Au même moment que se tiendra l’EXPO/ESU-2011, il sera également convoqué à Kinshasa, dans la première quinzaine du mois de juin 2011, la deuxième Conférence des Chefs d’Etablissements de l’ESU pour traiter des problèmes communs rencontrés dans le fonctionnement journalier des Institutions du Secteur.

La Conférence sera aussi un cadre de concertation, d’échange d’expériences et de diffusion des informations.

La réussite de la Conférence au niveau national sera d’autant meilleure que si, au niveau local et au niveau provincial, il s’organise des rencontres des Chefs d’Etablissements de manière à rayonner au niveau local, provincial, national voire régional et international.

42. LA PSYCHO ET LA TECHNO-PEDAGOGIE

Depuis les années 1980, la Commission Permanente des Etudes procède régulièrement au renforcement des capacités pédagogiques du Personnel de l’ESU à travers les séminaires de pédagogie universitaire axés sur les thèmes en rapport avec la composante PSYCHO-PÉDAGOGIQUE.

Désormais, compte tenu de l’évolution et de l’utilisation accrue des Technologies de l’Information et de la Communication en matière d’éducation, je demande à la CPE d’intégrer cette nouvelle dimension dans les séminaires et aux chefs d’Etablissements de s’appuyer sur ces outils pour moderniser la pratique pédagogique par l’introduction de la TECHNO-PÉDAGOGIE.

Cela est nécessaire pour nous préparer à l’arrimage au système LMD.

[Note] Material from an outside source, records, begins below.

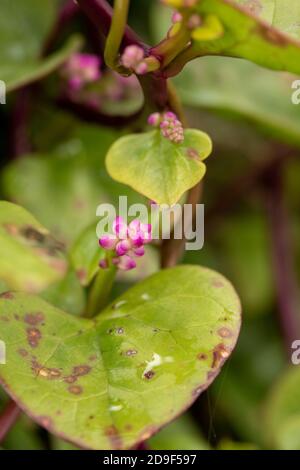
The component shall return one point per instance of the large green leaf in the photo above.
(24, 27)
(30, 258)
(64, 188)
(242, 90)
(281, 14)
(158, 168)
(112, 382)
(282, 423)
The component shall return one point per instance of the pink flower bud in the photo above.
(123, 247)
(140, 251)
(120, 228)
(176, 17)
(103, 264)
(81, 69)
(141, 68)
(132, 56)
(194, 21)
(126, 263)
(108, 242)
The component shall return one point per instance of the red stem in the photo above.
(8, 418)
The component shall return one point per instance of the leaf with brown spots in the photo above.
(119, 378)
(30, 258)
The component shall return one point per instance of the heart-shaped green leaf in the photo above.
(240, 34)
(114, 381)
(30, 258)
(158, 168)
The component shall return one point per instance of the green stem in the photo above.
(170, 47)
(116, 33)
(100, 291)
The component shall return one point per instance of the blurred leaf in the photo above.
(246, 37)
(282, 412)
(23, 436)
(227, 444)
(67, 294)
(63, 189)
(182, 434)
(240, 392)
(247, 261)
(167, 336)
(281, 14)
(243, 90)
(158, 168)
(23, 29)
(30, 258)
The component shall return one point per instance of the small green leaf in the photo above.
(67, 294)
(157, 168)
(115, 381)
(71, 179)
(247, 37)
(24, 27)
(30, 258)
(282, 412)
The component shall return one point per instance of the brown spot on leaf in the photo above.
(149, 375)
(271, 35)
(130, 352)
(225, 332)
(81, 274)
(220, 353)
(22, 352)
(50, 373)
(217, 283)
(45, 421)
(254, 6)
(34, 318)
(33, 336)
(7, 296)
(75, 389)
(114, 437)
(5, 318)
(193, 154)
(70, 379)
(202, 356)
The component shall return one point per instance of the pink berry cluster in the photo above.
(171, 127)
(180, 3)
(81, 69)
(126, 243)
(133, 58)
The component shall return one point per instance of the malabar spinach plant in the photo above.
(101, 368)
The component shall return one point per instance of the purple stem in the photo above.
(100, 14)
(8, 418)
(19, 139)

43. L’EVALUATION DE LA RECHERCHE ET DES TRAVAUX SCIENTIFIQUES

Dans le cadre de l’évaluation de la Recherche, les Chefs d’Etablissements devront faire rapport de toutes les publications, listes des TFC/TFE, Mémoires et Thèses, la participation ou l’organisation des conférences et des ateliers, la publication des livres, les prix obtenus, surtout en cette année du cinquantenaire afin de constituer un document de référence en marche vers le centenaire.

La Note Circulaire n° O21/MINESU/CABMIN/MML/KOB/2010 du 10/07/2010 vous donne les éléments qui devront être récoltés et sauvegardés sur supports dur et électronique à transmettre avant le 31 décembre 2010 au Conseil d’Administration du ressort, au Secrétariat Général de l’ESU et au Cabinet du Ministre de Tutelle.

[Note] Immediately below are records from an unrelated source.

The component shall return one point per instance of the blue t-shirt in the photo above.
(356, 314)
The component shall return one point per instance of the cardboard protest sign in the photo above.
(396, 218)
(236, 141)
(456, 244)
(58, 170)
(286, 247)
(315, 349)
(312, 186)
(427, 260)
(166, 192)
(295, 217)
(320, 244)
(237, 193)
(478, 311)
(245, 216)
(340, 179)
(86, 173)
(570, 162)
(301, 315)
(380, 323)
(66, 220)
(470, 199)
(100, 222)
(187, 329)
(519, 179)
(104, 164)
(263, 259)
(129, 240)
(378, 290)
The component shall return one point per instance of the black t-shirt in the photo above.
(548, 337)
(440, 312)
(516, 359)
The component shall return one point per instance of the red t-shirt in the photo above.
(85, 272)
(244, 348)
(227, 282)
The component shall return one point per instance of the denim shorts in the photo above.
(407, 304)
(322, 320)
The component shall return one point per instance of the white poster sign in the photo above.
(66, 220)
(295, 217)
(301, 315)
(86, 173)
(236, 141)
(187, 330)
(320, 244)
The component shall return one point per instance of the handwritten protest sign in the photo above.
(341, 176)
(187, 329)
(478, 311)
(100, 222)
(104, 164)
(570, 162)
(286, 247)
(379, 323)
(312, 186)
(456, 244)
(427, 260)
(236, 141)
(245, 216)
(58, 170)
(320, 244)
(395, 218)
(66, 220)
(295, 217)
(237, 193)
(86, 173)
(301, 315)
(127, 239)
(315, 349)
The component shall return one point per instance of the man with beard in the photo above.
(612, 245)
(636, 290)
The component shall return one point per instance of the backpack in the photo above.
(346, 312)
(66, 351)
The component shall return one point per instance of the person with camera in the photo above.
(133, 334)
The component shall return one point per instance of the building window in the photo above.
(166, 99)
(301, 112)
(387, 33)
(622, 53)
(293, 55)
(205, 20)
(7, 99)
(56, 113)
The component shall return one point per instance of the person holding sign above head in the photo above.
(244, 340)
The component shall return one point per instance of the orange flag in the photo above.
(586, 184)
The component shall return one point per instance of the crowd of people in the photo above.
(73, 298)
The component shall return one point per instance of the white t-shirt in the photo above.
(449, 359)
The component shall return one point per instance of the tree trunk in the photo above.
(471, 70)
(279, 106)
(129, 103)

44. L’ORGANISATION DES JOURNÉES DITES « PORTE OUVERTE » (OPEN DAY)

Les milieux universitaires doivent concourir à la réalisation de la finalité visée par le système éducatif pour aider les Etudiants à s’acquitter correctement de leurs devoirs dans les normes du comportement social requis tout en jouissant des droits et libertés que leur confère leur statut.

Les journées dites « porte ouverte » (open day) sont par conséquent des circonstances favorables pour présenter au public les états de lieux sur les activités scientifiques, sur la recherche et l’organisation fonctionnelle des institutions.

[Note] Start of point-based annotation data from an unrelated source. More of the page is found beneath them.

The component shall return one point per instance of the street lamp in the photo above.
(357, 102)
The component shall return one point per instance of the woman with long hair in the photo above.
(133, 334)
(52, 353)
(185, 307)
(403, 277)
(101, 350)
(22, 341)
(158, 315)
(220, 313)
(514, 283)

Cependant, il a été constaté fort malheureusement que, lorsqu’elles sont organisées, les journées dites « porte ouverte » deviennent par-ci par-là des occasions de libertinage, de dévergondage et de débauche.

Pour mettre un terme à ces manifestations qui s’étalent jusqu’à des heures indues, les journées dites « porte ouverte » commenceront désormais à 8 heures pour prendre fin à 17 heures le même jour. Le non-respect de ces consignes entraînera des sanctions à l’endroit du Comité de Gestion et de la Coordination des Etudiants.

45. LA LUTTE CONTRE LES ANTIVALEURS

COMME LE CHEF DE L’ETAT L’A STIGMATISÉ DANS SON MESSAGE À LA NATION, À L’OCCASION DE LA COMMÉMORATION DU 50ÈME ANNIVERSAIRE DE L’INDÉPENDANCE DE NOTRE PAYS, LE 3O JUIN 201O À KINSHASA,

JE VOUS INVITE À LUTTER FERMEMENT CONTRE L’INDISCIPLINE, L’INTOLÉRANCE, LA CONCUSSION, LA GABEGIE FINANCIÈRE, LA CORRUPTION ET LES ANTIVALEURS QUI PRENNENT DES PROPORTIONS INQUIÉTANTES DANS LE SECTEUR DE L’ENSEIGNEMENT SUPÉRIEUR ET UNIVERSITAIRE.

De plus, je vous invite à appliquer la Loi dans toute sa rigueur chaque fois qu’il y a violation de bonnes mœurs conformément aux dispositions reprises dans le Règlement des Etudiants, litera B : de la vie sociale, articles 22, 23, 24 et 25 du Vade-mecum, pages 72 et 73.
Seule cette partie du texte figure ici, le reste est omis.